Our hedge has two parts, the front half or bottom of the "U" next to the lane, and the back half closest to the house, being the tops of the two legs.  The bottom half was bare when we left for Italy and green when we returned (27th March to 18th April).  The top half remained bare until last week when the clusters of leaves, which were swirled up, wrapped ever so tightly, began to unfurl, almost like a butterfly unfurling its wings.  Now, a week later, the back half is almost brown, the leaves are brown, in contrast to the green up front, though, as I recall, it all turns brown in the end, with the leaves remaining until they are bumped off by the next year's growth.

The procession of flowers as I recall them:

Crocus and white flowering trees and shrubs (February to early March).  Also some small yellow bulbs in our garden.
Daffodils in early to late March.
Hyacinths. 
Pink and white flowering trees continuing.
Yellow flowering shrubs.  We saw many of these in late March, on our way to France.
Tulips in early to late April.
Fruit trees in mid to late April.  (Apple trees in late April, cherry blossoms (?) in late April.
Oil seed rape yellow!  Late April to mid May.  (Still now continuing.)
Bluebells, lilacs, horse chestnuts in early to mid May.
Hawthorn in early to mid May.

Present flowers: stock, snaps, primroses and pansies still look good (though ours never did).  Honeysuckles getting ready.  Roses still preparing.  Lilacs are white, light purple and dark purple.

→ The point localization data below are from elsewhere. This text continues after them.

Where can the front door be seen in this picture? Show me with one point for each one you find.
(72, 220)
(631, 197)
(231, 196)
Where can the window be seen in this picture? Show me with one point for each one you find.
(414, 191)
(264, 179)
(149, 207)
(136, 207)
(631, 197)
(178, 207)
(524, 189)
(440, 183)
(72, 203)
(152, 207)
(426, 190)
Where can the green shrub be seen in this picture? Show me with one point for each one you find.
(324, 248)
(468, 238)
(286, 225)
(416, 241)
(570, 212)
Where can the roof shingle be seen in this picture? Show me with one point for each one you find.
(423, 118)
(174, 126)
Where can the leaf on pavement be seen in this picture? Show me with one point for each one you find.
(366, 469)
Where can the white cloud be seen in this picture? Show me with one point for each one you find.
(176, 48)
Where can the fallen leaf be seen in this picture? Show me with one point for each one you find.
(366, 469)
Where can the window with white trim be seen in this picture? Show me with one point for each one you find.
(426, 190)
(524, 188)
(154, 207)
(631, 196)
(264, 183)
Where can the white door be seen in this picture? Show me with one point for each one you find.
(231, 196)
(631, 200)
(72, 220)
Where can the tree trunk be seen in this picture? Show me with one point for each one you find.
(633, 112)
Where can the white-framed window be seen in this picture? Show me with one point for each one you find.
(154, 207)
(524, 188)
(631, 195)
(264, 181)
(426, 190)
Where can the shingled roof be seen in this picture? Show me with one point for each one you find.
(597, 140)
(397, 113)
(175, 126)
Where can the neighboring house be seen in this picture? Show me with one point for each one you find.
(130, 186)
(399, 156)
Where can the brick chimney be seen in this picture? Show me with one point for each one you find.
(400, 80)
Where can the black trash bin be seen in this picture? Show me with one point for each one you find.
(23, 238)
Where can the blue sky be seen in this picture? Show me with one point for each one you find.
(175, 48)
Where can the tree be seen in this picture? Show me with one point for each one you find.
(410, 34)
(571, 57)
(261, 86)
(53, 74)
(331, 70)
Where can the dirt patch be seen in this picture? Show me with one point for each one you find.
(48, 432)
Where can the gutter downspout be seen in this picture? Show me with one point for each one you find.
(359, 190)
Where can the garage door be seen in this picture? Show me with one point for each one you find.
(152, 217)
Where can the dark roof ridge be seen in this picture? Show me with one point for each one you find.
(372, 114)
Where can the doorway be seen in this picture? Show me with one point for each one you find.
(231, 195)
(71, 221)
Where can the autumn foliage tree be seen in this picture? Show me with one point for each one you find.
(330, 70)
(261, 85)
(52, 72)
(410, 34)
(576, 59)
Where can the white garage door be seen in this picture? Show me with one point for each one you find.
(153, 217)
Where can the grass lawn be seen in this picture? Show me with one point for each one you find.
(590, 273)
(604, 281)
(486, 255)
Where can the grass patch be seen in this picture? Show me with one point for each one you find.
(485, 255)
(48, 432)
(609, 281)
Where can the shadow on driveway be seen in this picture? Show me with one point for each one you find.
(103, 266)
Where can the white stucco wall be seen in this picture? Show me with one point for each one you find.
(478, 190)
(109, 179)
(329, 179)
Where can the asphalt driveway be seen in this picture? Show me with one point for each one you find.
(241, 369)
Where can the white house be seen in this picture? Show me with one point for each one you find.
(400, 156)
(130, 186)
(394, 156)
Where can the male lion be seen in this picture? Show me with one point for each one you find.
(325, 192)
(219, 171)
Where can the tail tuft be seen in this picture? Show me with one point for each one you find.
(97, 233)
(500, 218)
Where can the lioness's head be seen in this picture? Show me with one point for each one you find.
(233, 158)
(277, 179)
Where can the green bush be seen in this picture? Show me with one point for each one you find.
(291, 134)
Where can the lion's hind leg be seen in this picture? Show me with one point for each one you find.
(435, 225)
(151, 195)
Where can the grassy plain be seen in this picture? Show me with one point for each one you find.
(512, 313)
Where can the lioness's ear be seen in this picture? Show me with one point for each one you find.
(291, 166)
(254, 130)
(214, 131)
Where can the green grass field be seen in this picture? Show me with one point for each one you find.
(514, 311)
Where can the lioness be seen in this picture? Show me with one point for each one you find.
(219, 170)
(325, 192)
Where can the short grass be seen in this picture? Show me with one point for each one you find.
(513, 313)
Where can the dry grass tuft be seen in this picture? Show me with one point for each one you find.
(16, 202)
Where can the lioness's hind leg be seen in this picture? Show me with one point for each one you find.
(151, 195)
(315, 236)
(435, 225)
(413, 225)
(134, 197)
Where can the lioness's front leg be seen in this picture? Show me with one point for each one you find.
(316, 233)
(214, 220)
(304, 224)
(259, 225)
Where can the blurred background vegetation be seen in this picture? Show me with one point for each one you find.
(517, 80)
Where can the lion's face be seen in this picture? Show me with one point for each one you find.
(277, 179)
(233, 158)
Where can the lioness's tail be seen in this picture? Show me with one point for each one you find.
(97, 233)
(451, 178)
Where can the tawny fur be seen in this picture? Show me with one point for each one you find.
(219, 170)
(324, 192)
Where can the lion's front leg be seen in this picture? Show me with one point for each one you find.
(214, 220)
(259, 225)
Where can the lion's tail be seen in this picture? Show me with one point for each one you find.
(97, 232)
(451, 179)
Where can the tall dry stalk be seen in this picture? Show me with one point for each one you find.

4 p.m.  Thinking about the seasons here.  Winter has slipped almost imperceptibly into spring.  The fog is gone, the frost gone, and we go through different flowerings.  Finally, but quickly in the last two weeks, the leaves have almost filled out just about all of the trees but the oaks.

I welcome spring, and I welcome it most heartily, but it is not at all like the passage of summer into fall in Las Vegas.  In September/October we, oh so anxiously, await the coming of fall, and the cool nights we know lie ahead.  When they come at last, it is hard to believe that it all really happened.  Did we really live through days that hot!  It's unbelievable!

Now I look back on winter and autumn and see the days one by one, most of them individual, though some go on for days, up to a couple of weeks, when the low clouds hung around.  Still, it's easy to see how the days came upon us, how they gradually left, the worst days of winter, the coldest and the shortest, darkest were but a day, not a season, to be appreciated or unappreciated as only a day.

In Las Vegas it is definitely a season.  The succession of days with an impact so great they strip all memory of past and futures.